No, we do not pretend to know. There is no perfectly satisfying answer to this question which has occupied – bedevilled – humankind since we learned to think.

We are drawn, though, to one piece of irrefutable logic, from psychiatrist Viktor Frankel, who so movingly, intensely and validly sought meaning in his experience of the death camps of the Nazis.

Frankel – a man who could so easily have despaired – summed up the wisdom of thousands of years of sages in all cultures when he said:

“If there is meaning in life at all, then there must be meaning in suffering.”

 

Suffering is the one constant in life. We all have experiences that threaten to crush us – our dreams get shattered, our bodies fail us, we are submerged in our own incapacities and weaknesses – and most terribly, we all lose people we love to illness, accident, to seemingly blind fate.

And most terrifying of all, death is our constant companion. As we wake up every morning we never know if we will see another.

So what really matters, it seems to us, whether one has a comprehensively worked out religious perspective or none, is how we deal with suffering.

Do we allow it to destroy us, or do we resolutely continue to strive to live lives that answer our personal and communal driving moral imperatives, whether we source those imperatives from a religious book or from within our own rational view of how the world should be constructed?

As Kurt Vonnegut wrote in Cat’s Cradle:

 “In the beginning, God created the earth, and he looked upon it in his cosmic loneliness.

And God said, “Let Us make living creatures out of mud, so the mud can see what We have done.”

And God created every living creature that now moveth, and one was man.

Mud as man alone could speak. God leaned close to mud as man sat, looked around, and spoke.

“What is the purpose of all this?” he asked politely.

“Everything must have a purpose?” asked God.

“Certainly,” said man.

“Then I leave it to you to think of one for all this,” said God.

And He went away.”

God or no God, it is up to us to work out the purpose. And how to survive it.

compassion

The world can sometimes seem overwhelmingly awful and dark. So this Christmas – this Hanukkah – this Milad un nabi … this … December? January? … the one thing of which we are convinced is that we should all spend some time reconnecting with those we love, taking joy in little things, making those course corrections that we need in our lives, and above all showing compassion for those touched by suffering.

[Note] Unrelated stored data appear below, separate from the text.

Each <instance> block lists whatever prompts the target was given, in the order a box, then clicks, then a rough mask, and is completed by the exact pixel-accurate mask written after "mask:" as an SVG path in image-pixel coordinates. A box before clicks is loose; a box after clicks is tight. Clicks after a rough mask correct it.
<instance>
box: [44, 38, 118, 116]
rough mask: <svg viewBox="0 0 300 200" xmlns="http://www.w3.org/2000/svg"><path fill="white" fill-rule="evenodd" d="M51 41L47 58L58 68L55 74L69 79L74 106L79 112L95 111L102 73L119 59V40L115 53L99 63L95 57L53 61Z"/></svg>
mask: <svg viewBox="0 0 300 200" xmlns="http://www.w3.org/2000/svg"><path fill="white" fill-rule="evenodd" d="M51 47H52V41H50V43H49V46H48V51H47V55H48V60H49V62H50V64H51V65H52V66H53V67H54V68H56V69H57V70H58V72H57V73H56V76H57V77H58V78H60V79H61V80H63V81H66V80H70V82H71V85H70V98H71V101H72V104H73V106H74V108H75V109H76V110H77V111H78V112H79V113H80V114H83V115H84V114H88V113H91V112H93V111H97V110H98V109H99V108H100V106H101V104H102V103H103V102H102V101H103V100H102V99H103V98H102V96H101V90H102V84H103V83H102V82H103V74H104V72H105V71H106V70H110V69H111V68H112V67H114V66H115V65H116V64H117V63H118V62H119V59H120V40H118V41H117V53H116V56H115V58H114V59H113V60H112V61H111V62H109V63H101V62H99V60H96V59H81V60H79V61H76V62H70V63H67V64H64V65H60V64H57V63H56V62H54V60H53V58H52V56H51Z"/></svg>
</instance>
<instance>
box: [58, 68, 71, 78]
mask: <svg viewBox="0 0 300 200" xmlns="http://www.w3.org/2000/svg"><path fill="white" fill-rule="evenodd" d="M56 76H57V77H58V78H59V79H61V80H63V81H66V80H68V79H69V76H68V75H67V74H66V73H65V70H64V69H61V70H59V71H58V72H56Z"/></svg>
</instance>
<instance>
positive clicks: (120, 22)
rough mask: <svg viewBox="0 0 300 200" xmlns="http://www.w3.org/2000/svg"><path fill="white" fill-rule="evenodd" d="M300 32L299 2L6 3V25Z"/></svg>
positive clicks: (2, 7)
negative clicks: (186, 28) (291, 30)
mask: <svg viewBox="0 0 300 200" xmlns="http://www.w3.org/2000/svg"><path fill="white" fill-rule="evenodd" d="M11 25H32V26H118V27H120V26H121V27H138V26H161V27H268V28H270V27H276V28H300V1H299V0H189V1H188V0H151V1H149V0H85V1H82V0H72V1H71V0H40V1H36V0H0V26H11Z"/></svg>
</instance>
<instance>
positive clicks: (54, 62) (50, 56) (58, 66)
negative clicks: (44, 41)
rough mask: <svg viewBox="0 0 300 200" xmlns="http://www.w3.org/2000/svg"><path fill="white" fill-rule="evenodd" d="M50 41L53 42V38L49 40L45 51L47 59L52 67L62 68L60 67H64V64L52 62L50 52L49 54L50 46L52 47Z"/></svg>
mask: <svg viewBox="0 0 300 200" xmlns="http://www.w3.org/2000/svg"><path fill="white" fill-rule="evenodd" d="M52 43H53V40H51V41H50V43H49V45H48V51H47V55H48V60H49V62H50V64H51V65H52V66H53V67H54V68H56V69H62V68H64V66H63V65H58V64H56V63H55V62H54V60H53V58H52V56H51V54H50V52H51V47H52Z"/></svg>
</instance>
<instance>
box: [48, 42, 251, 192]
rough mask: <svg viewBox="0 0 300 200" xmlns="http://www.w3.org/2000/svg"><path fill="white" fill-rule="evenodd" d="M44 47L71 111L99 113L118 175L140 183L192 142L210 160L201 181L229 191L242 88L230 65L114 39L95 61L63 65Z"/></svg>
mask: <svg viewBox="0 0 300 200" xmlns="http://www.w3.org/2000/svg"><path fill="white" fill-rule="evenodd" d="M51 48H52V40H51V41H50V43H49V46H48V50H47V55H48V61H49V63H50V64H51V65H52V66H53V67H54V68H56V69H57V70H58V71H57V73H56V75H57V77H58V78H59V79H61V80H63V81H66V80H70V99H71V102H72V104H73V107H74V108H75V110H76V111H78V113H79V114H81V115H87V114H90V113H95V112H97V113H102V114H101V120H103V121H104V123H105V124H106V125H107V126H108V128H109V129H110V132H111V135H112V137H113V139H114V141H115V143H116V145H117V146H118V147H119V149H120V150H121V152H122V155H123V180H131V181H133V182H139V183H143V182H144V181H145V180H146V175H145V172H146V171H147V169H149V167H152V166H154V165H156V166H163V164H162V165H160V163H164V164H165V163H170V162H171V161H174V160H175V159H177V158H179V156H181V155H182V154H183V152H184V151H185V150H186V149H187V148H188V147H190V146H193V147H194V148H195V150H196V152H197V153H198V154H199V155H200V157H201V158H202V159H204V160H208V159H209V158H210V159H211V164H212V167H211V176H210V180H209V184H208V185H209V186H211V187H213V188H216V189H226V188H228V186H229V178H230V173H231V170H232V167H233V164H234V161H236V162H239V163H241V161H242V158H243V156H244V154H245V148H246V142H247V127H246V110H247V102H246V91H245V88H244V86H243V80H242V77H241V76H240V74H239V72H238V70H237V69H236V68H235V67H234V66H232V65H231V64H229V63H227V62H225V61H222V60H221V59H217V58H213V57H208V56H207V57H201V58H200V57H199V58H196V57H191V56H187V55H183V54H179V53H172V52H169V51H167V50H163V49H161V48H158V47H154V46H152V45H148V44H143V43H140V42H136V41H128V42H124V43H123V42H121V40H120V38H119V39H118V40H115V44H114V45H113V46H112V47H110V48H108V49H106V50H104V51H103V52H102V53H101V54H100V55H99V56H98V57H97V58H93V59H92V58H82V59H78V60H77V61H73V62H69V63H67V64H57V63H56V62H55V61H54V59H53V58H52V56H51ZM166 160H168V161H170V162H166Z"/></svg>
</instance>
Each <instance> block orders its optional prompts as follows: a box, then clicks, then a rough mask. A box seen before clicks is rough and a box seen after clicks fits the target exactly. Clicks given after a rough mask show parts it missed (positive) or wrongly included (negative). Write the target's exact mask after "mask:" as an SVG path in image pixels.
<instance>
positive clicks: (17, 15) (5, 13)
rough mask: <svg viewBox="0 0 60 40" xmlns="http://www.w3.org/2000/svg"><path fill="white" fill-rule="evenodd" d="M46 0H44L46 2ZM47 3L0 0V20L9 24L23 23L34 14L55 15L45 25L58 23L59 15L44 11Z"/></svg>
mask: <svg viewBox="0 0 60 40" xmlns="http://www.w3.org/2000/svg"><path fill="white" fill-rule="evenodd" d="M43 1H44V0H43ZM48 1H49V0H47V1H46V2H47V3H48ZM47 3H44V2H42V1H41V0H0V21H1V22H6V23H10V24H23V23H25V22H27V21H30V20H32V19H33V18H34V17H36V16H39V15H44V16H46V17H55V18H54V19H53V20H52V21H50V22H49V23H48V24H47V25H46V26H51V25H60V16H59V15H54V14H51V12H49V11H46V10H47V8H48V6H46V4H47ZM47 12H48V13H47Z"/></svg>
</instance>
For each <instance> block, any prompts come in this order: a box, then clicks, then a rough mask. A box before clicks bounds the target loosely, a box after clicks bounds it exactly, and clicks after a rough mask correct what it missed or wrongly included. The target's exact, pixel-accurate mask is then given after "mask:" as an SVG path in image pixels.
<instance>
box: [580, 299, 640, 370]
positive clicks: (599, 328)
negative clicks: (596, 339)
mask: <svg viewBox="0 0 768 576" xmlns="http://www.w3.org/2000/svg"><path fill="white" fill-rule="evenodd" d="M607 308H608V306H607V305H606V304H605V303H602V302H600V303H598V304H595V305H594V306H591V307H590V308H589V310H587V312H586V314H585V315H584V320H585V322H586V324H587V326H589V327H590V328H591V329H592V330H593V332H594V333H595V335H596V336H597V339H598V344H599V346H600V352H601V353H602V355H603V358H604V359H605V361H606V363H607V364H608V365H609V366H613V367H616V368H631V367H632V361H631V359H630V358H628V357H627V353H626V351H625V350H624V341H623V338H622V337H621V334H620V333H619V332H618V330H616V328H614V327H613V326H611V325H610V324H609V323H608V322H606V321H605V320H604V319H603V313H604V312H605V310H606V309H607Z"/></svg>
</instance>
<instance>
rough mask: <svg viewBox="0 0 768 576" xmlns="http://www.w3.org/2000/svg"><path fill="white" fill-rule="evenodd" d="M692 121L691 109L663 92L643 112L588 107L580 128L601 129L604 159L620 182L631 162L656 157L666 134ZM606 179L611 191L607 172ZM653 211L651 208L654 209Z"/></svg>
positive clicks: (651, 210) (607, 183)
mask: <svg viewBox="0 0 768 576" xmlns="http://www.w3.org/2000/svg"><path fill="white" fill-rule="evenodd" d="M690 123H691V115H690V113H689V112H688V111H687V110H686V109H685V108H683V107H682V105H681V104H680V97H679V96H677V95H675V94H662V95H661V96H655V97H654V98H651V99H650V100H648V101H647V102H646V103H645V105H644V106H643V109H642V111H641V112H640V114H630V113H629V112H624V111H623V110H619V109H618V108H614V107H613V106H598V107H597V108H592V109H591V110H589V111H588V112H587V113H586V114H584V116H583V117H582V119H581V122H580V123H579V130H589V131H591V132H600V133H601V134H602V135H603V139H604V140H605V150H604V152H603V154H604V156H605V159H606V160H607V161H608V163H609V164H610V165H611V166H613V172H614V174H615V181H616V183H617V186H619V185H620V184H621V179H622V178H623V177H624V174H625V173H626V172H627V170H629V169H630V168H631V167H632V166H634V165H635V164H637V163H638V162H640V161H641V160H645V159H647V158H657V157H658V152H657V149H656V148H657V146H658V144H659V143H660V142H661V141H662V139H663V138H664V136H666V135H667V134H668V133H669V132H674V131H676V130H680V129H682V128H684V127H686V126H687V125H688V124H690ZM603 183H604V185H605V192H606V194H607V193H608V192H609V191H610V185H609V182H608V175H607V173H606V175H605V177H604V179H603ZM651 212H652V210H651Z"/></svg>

Because this we do know. As we are all bound by it, so we all can learn to endure it, endure it even when it tears like a maddened beast at the very vitals inside each and every one of us, and we can endure it together, yoked together by the burdens of our common suffering.

alone

Suffering is the one thing none of us escape. That is the one lesson of history that is observable, undeniable, and in its own way, comforting. The lesson – the example – of our shared humanity, and our frailty.

The realisation that we all suffer. And – whether through the grace of God or the courage of the human mind operating alone – the almost simultaneously certain realisation that we can, and do, survive.

Indeed, that surviving itself is the meaning we all search for. Until, one by one, we lay down the imperishable, insistent, ever-present burden of thought, and go to sleep ourselves.